There are times when linux frustrates me. Not with issues specific to one distro, but software packages in general which are written for linux.
My prime example here is Watch. In Gentoo, it's included in the procps package. I recently was confused to find that my ident daemon, which I keep running because I'm an avid IRC user, was being flooded with traffic near constantly. Netstat told me it was because of two IRC servers I ran. So I logged in, checked netstat there, and sure enough, it was them. But I had no idea what process on the servers was actually creating the connections.

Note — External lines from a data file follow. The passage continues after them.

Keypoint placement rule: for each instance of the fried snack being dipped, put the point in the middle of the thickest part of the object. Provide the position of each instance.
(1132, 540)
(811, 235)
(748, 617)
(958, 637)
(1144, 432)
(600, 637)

I assumed it would be the ircd itself, but I wanted proof before investigating further. No problem, I thought, I'll just run
watch --differences=cumulative -n 0.1 'lsof +M -i4|grep auth', which according to watch's manpage, would show what's changed in a command's output, rather than clearing the screen and displaying the output every .1 seconds. It did do this, in a way, however, because the program creating the connection to my ident server only kept that connection for a fraction of a second, the output vanished, and thanks to the unhelpful way that watch handles output which only shows up once, all I got was some white blocks showing that there had at one point been text there.
My solution? Throw together a bash one-liner which looped infinitely until the offending program was identified:
while true; do UNR=$(lsof -M -i4|grep auth); if [ -n "$UNR" ]; then echo "$UNR"; break; fi; done
This did eventually work, and it turned out to be a runaway process on my personal box constantly creating connections to both IRC servers.